The life cycle of G. lamblia be able to be split into two distinct phases; the latent, cyst phase and the infectious, trophozoite phase. The cysts of G. lamblia be in actual possession of been shown to be extremely elastic to a wide variety of environmental conditions and also have a metabolic degree of just ten to twenty percent of the trophozoite cast allowing them to survive for extended periods superficial of their hosts. This begs the point as to how the cyst shape of G. lamblia “evolves” into the trophozoite cut so quickly in the human landlord intestine. The first step in human bane is ingesting the resilient cysts (merely 10 required for infection) through contaminated furnish with ~ or food as stated above (2). Thereafter, the cysts have to travel through the digestive sermon, avoiding degradation till they reach the inferior intestine. There have been several studies in reference to the metamorphosis phenomenon which have construct that the shift in pH from the acidic taste to the slightly alkaline pH of the trivial intestine serves as a signal to vary the morphology and gene expression of the cyst which results in the formation of trophozoites (4). Hetsko et. al. place that it was likely that there was pre-made mRNA ready to be  translated whenever the cysts were exposed to the varying physiological pH transitions, which may encode for a variety of external part proteins such as adhesive molecules since localization in the small intestine (4). This “evolution” of the sac form of G. lamblia to the trophozoite is termed excystation or encystation depending steady the stage of infection (Figure 1).

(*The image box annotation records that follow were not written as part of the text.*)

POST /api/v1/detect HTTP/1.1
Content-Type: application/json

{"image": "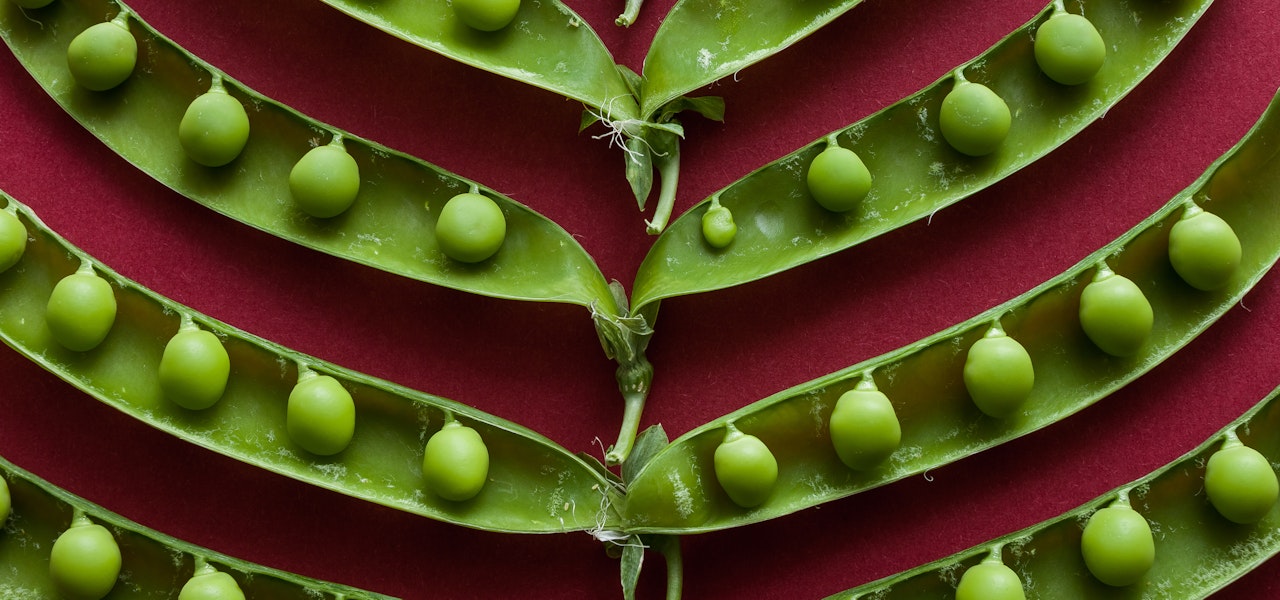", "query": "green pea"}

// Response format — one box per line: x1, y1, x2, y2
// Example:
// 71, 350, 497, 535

1080, 265, 1155, 357
805, 141, 872, 212
1080, 501, 1156, 587
703, 201, 737, 248
829, 376, 902, 470
452, 0, 520, 31
1204, 435, 1280, 523
45, 270, 115, 352
0, 210, 27, 272
160, 326, 230, 411
956, 555, 1027, 600
714, 423, 778, 508
938, 75, 1012, 156
67, 19, 138, 92
435, 192, 507, 262
422, 420, 489, 501
178, 83, 248, 166
49, 516, 120, 600
964, 324, 1036, 418
289, 143, 360, 219
285, 371, 356, 457
1169, 205, 1242, 290
1034, 10, 1107, 86
178, 562, 244, 600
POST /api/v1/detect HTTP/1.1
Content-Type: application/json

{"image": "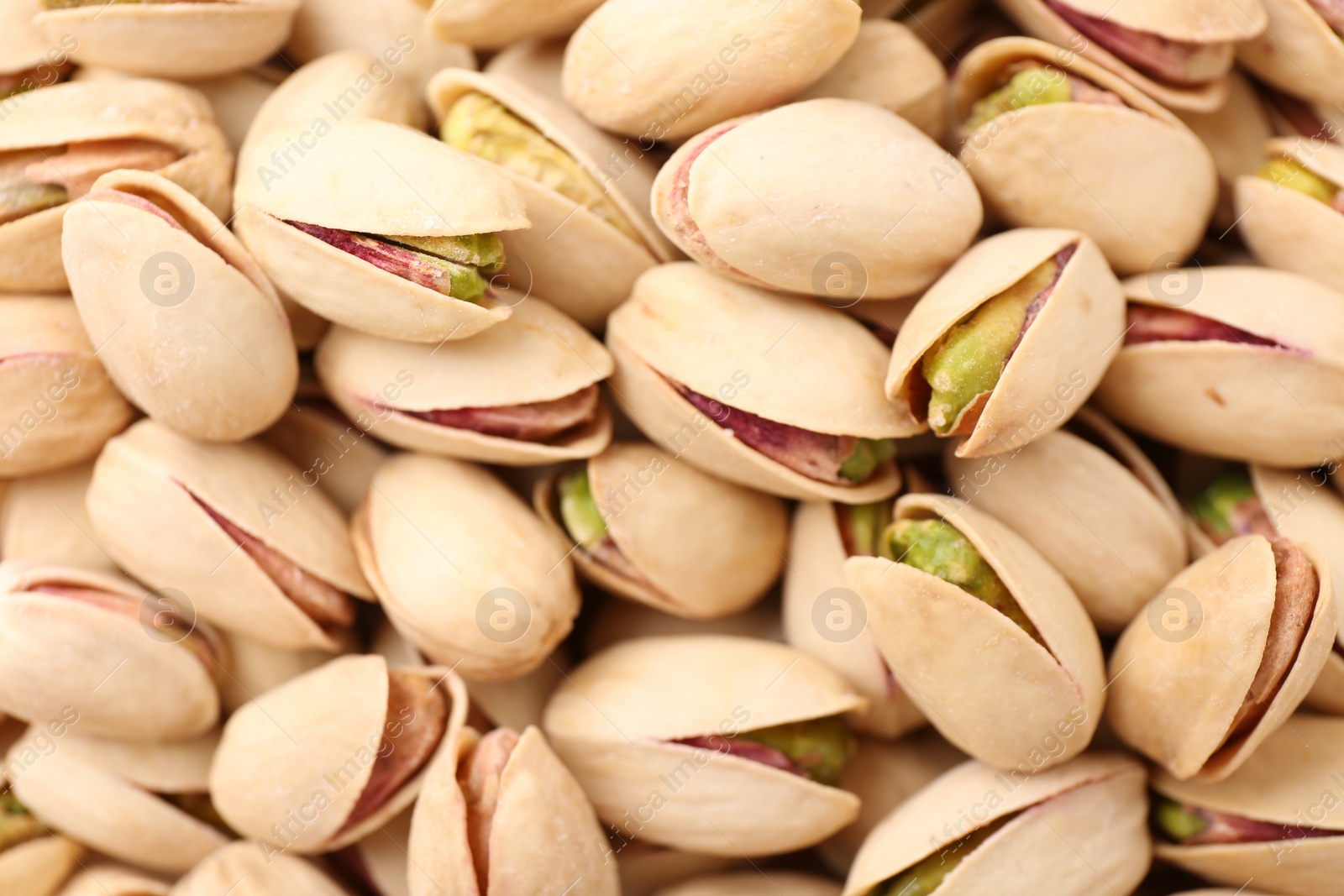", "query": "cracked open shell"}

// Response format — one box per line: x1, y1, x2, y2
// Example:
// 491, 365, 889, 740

543, 636, 864, 858
885, 228, 1125, 457
0, 297, 134, 479
1107, 535, 1336, 780
407, 726, 621, 896
86, 421, 372, 650
654, 99, 984, 300
845, 495, 1106, 773
0, 78, 234, 293
8, 719, 228, 874
562, 0, 862, 139
351, 454, 580, 681
844, 752, 1152, 896
1097, 266, 1344, 468
1152, 715, 1344, 896
0, 560, 220, 740
606, 262, 918, 504
210, 654, 468, 853
945, 407, 1188, 632
313, 297, 613, 466
62, 170, 298, 442
952, 38, 1218, 274
234, 118, 528, 343
426, 68, 676, 331
533, 442, 788, 619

After “evolving” into the vitiating trophozoite form due to the multiform pH signals in the digestive quarter, they start causing symptoms in individuals ~ means of localizing to the duodenum and the upper internal (2). Symptoms such as watery diarrhea, disproportionate flatulence, greasy stools, stomach cramps, and swelling are some of the most usual symptoms associated with giardiasis (1). However, it should subsist noted that giardiasis can be asymptomatic in the vulgar with strong immune systems and usually causes true severe symptoms only in immunocompromised individuals. It is hypothesized that the colonization of G. lamblia in the narrow intestine results in disease due to a kind of mechanisms such as: by the regulate damage of the human intestinal mucosa, end the release of cytopathic substances from the trophozoites, and/or that an immune response that results in the  excitement of the mucosa cells (2)(3). Finally the trophozoites’ extended stay in some alkaline pH in the small internal also serves as a signal as antidote to the encystation process which triggers metaphysis back into the dormant cyst figure which are excreted through the great intestine and ultimately in the feces circling back to the capital stage of the G. lamblia life circle of time (2)(4).

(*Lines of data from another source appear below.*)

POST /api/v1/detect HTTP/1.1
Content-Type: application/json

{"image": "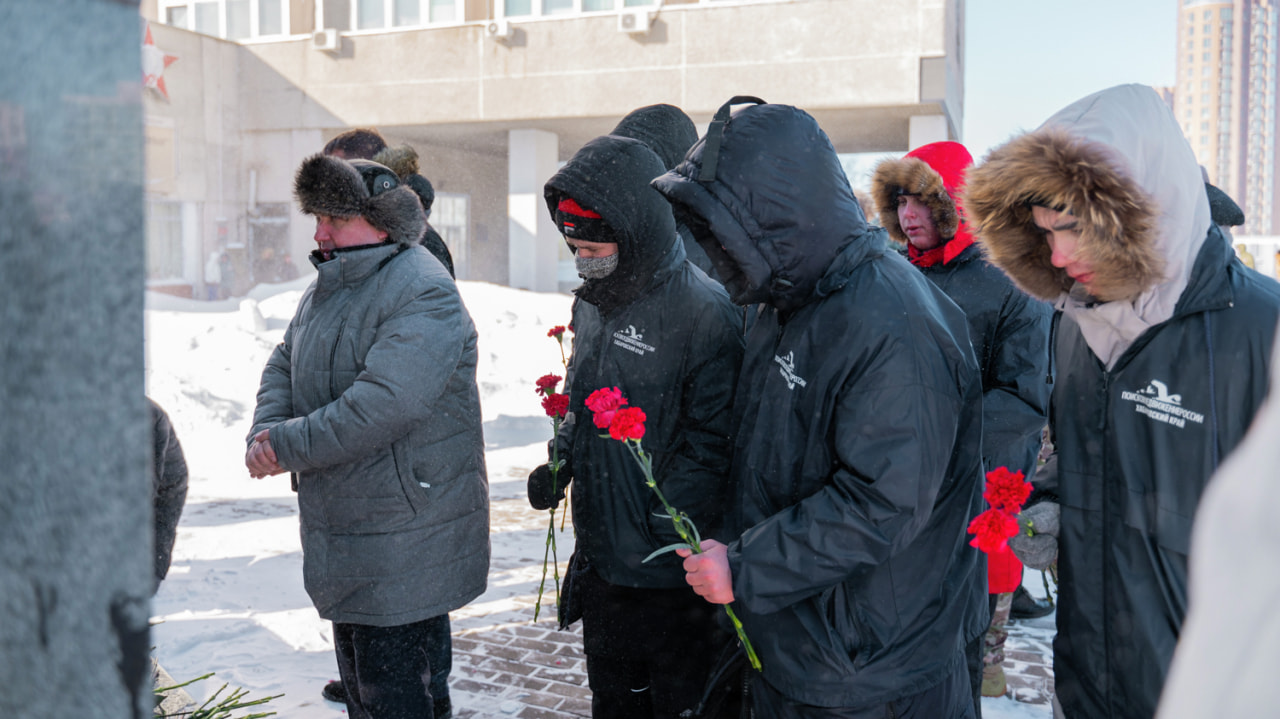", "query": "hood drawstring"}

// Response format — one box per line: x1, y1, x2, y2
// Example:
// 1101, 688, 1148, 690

1204, 312, 1221, 472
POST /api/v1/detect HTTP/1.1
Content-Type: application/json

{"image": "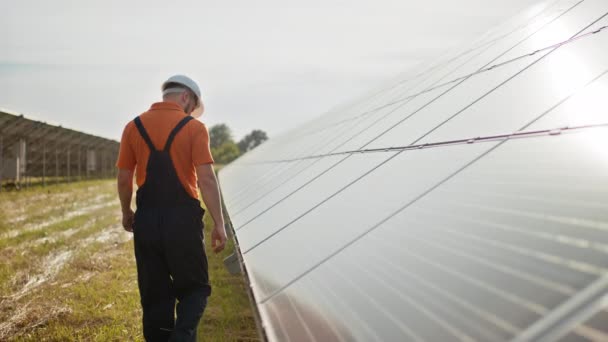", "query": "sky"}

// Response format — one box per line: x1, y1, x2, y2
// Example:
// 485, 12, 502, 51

0, 0, 539, 140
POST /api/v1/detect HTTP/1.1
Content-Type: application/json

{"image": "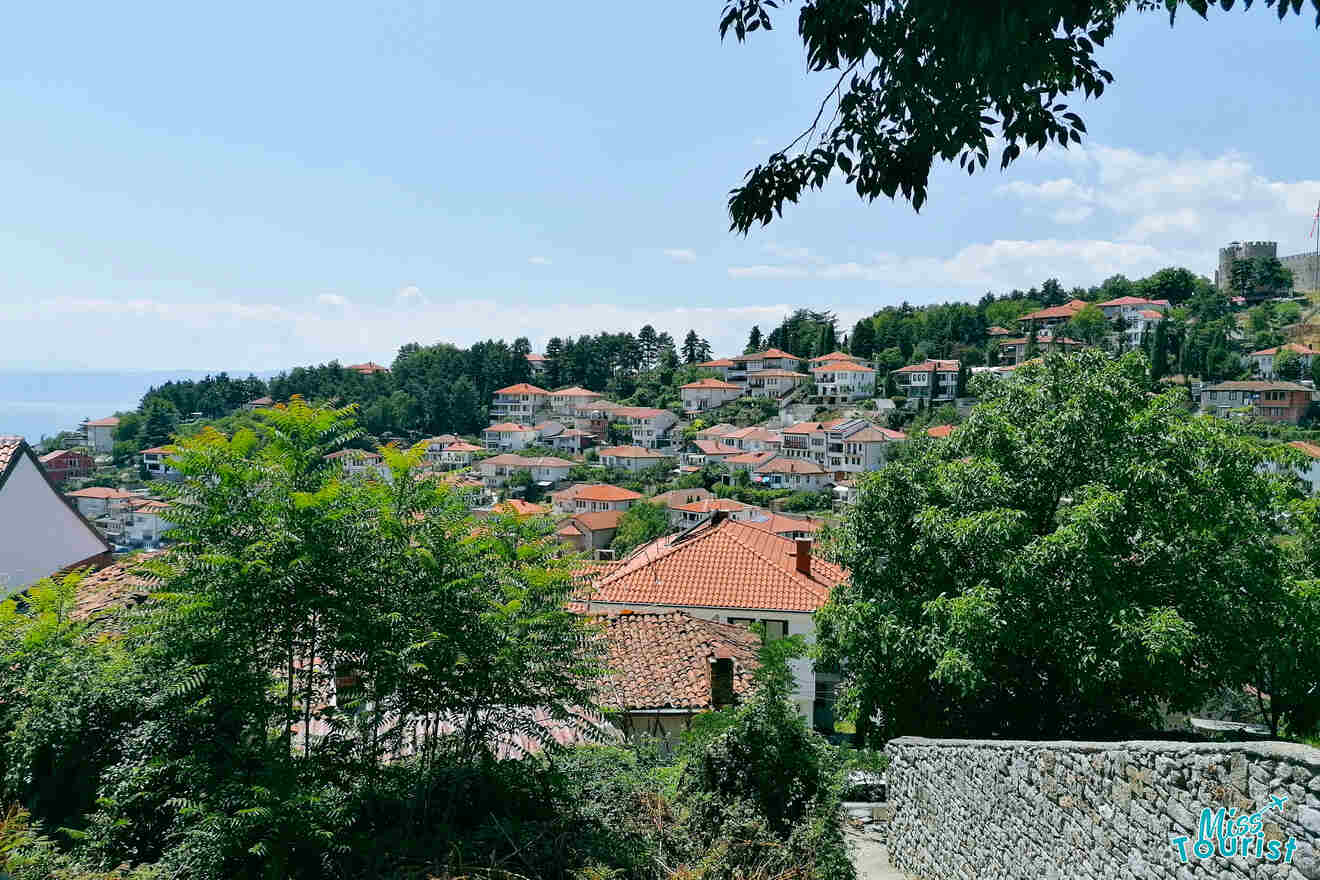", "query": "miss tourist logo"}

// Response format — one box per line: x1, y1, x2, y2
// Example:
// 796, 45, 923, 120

1172, 794, 1298, 864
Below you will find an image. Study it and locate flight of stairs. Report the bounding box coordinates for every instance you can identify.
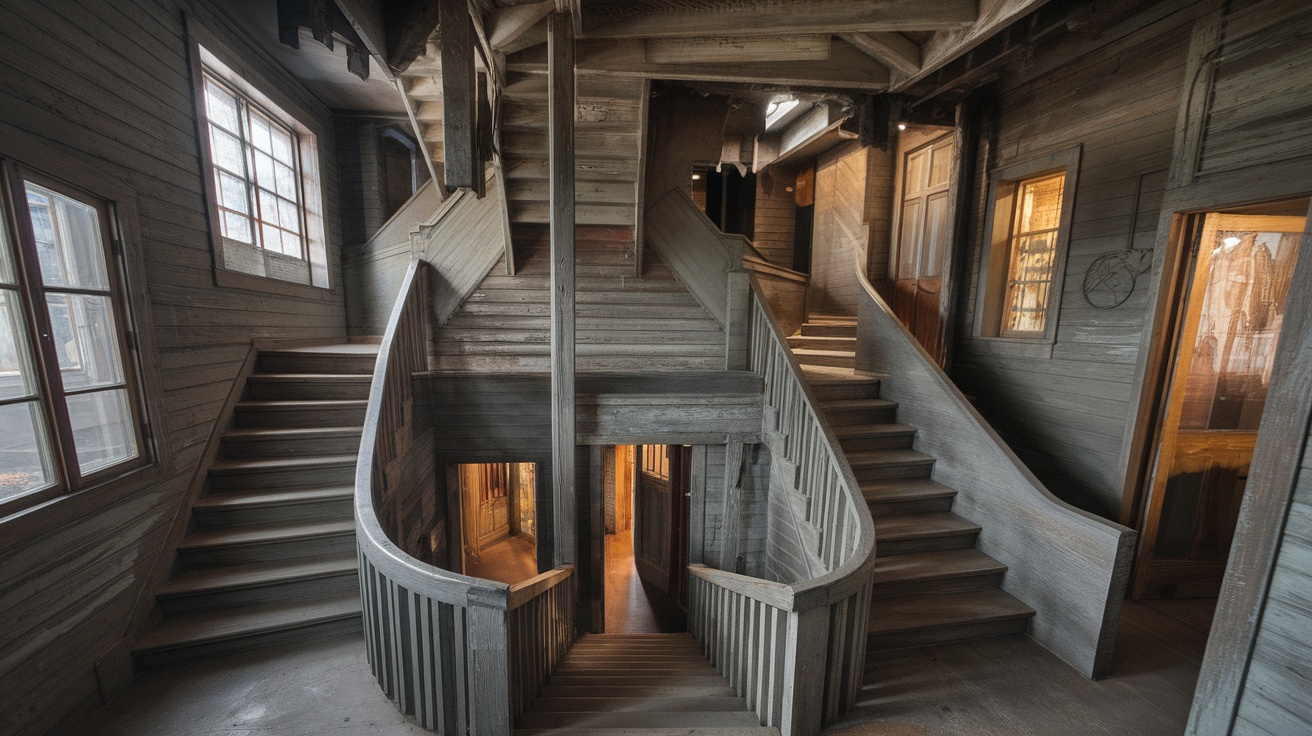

Just as Pokémon “evolve” into deviating forms with different characteristics, Giardia lamblia metamorphoses from its dormant, cyst form to an infectious, trophozoite fashion by sensing sudden physiological pH changes seen in the digestive parcel. This metamorphosis event is vital for the protozoa to cause disease in humans and finally complete its life cycle. Further discursive faculty of this mechanism of metamorphosis be possible to be vital in furthering treatment and interruption of this disease.


1)     Gardner, T., & Hill, D. (2001). Treatment of Giardiasis. Clinical Microbiology Review. 14 (1): 114-128.

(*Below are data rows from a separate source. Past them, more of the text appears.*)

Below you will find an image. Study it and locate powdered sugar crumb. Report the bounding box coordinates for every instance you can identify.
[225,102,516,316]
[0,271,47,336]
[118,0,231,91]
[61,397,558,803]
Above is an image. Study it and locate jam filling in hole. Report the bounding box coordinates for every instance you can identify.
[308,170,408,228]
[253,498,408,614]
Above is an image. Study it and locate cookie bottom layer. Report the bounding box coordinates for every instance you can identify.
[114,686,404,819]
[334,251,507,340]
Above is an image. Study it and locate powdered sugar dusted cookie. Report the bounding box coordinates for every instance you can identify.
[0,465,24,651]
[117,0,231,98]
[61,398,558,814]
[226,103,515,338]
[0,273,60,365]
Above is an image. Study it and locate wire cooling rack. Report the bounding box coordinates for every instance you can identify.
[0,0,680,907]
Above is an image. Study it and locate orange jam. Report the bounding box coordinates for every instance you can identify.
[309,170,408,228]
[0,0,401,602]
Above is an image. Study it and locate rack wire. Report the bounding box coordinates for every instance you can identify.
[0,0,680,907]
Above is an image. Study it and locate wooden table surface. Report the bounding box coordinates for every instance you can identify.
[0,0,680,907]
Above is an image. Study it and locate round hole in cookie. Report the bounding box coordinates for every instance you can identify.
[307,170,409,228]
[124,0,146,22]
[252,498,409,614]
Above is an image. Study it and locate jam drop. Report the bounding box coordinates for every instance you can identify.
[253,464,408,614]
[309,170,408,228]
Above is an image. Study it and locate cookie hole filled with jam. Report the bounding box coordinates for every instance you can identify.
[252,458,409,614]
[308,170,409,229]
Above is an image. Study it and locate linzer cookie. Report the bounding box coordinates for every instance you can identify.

2)     Adam, R. (2001). Biology of Giardia lamblia. Clinical Microbiology Review. 14 (3): 447-475.

3)     Faubert,G.(2000). Immune Response to Giardia duodenalis. Clinical Microbiology Review. 13 (1): 35-54.

4)     Hetsko, M., McCaffery, J., Svard, S., Meng, T., Que, X., and Gillian, F. (1998). Cellular and Transcriptional Changes During Excystation of Guard lamblia in vitro. 88 (3): 172-183.